En este darse de lo eterno la sucesión temporal se derrama, se desborda su propia linealidad quedando la atención concentrada en el instante que acaece y en la presencia permanente y ubicua de esa belleza absoluta. El fluir de los sucesos muestra un solo sabor no condicionado por el cambio ni por la coacción del tiempo, que todo lo acoge, y que, conmoviendo el alma, la instaura en la atención amorosa al momento presente. Las memorias del pasado y las expectativas ceden en su capacidad de embrujo; la actividad mental corriente se vacía enamorada en esa atención pura y el hombre vive un auténtico renacer y una transformación profunda. El tiempo y el cambio se transfiguran en la imagen móvil de lo que siempre es. “En la eternidad hay algo verdadero y sublime… Dios mismo se realiza en el momento presente y nunca será más divino en ningún otro tiempo.
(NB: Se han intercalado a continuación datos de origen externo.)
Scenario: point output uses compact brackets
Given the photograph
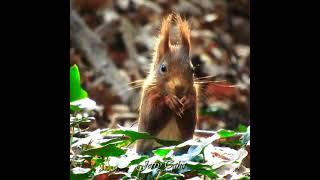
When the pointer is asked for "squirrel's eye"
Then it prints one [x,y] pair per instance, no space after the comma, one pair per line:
[163,68]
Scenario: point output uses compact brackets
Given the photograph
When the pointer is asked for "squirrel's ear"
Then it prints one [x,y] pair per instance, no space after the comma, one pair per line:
[163,39]
[184,33]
Y podemos percibir todo lo que es sublime y noble tan solo mediante la perpetua instalación e infiltración de la realidad que nos circunda”. La memoria de lo divino en la atención simple al aquí y al ahora será la cumbre a la que ascienda esa sabiduría de la amanecida o auroral de la que nos habla Thoreau.
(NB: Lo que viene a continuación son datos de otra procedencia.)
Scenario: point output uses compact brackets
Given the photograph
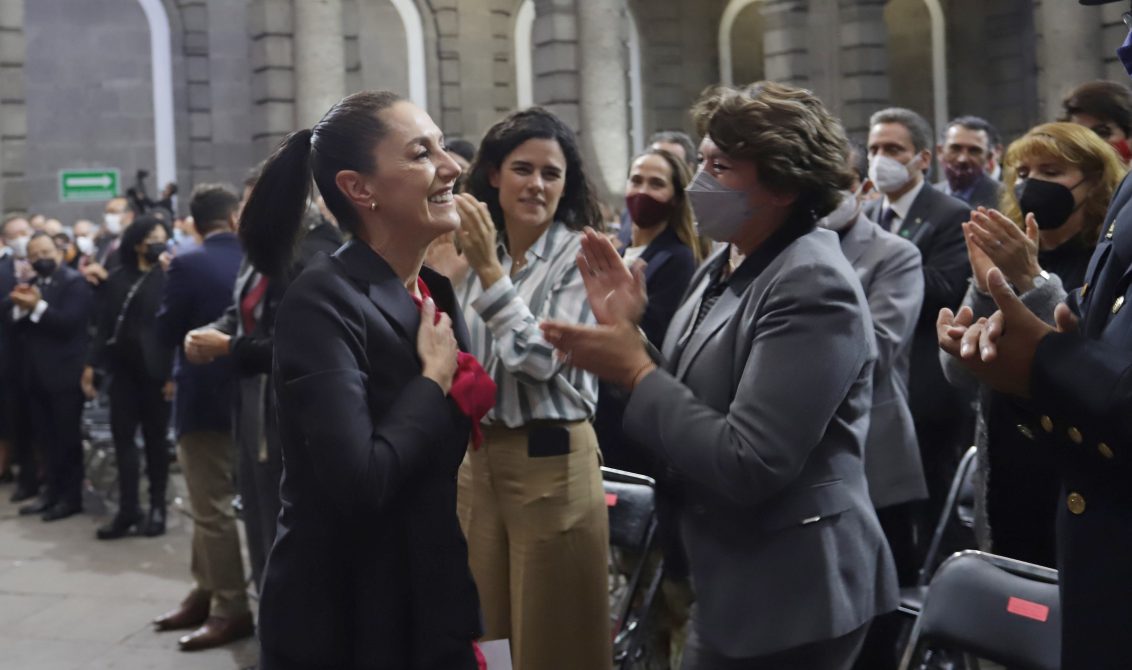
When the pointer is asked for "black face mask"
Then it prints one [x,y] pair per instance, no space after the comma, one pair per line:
[1051,203]
[45,267]
[153,251]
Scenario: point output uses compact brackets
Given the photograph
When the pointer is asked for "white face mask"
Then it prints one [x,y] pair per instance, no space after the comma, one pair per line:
[720,211]
[19,246]
[113,223]
[84,245]
[890,174]
[843,215]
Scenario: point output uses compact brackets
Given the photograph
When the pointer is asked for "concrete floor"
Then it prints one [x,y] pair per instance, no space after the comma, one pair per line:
[70,602]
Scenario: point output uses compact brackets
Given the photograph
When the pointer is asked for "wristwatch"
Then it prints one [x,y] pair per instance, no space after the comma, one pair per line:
[1039,280]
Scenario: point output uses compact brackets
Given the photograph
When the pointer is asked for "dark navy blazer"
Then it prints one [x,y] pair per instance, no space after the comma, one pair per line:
[198,289]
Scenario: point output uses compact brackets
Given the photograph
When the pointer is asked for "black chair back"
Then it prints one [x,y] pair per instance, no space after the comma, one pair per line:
[1000,609]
“Tras una noche tranquila de invierno desperté con la impresión de que se me hubieran planteado algunas preguntas mientras dormía a las que en vano había estado intentado responder en sueños: ¿qué?, ¿cómo?, ¿cuándo?, ¿donde?. Pero ahí estaba la naturaleza amaneciente, en la que viven todas los seres, mirando a través de mis amplias ventanas con rostro sereno y satisfecho sin que sus labios me preguntaran nada… la naturaleza no pregunta ni responde sobre nada de todo aquello que nosotros humanos mortales planteamos”. Así comienza el capitulo “La laguna en invierno” de Walden. Atendamos a lo que dice Thoreau. El sueño son las preguntas y el parloteo mental; el despertar el silencio y la contemplación. Ahora bien, ¿quien contempla?. La actividad contemplativa parece rebasar lo meramente humano atendiendo a la esfera de sentido que reconoce. Es cierto que la mirada humana sublima poéticamente la vida, ahora bien, el hombre no es sino naturaleza y vida de tal modo que, en realidad, es la vida misma la que a sí mismo se sublima en el hombre. Nos dice Thoreau en este inspirado texto que es la naturaleza amaneciente la que mira desde sus propios ojos acogiendo todos los seres. Lo real contemplándose a si mismo… Ahí no hay parloteo hay silencio y salud devenida; hay identidad, identidad entre el alma humana y lo real; la physis de los griegos, la natura naturans de la metafísica medieval, la vida toda de Whitman, un plano de creatividad y vida que todo lo crea y acoge. La apelación a la naturaleza en Thoreau no es un mero panteísmo ni un esteticismo sino expresión de lo real y manifestación gratuita de la divinidad…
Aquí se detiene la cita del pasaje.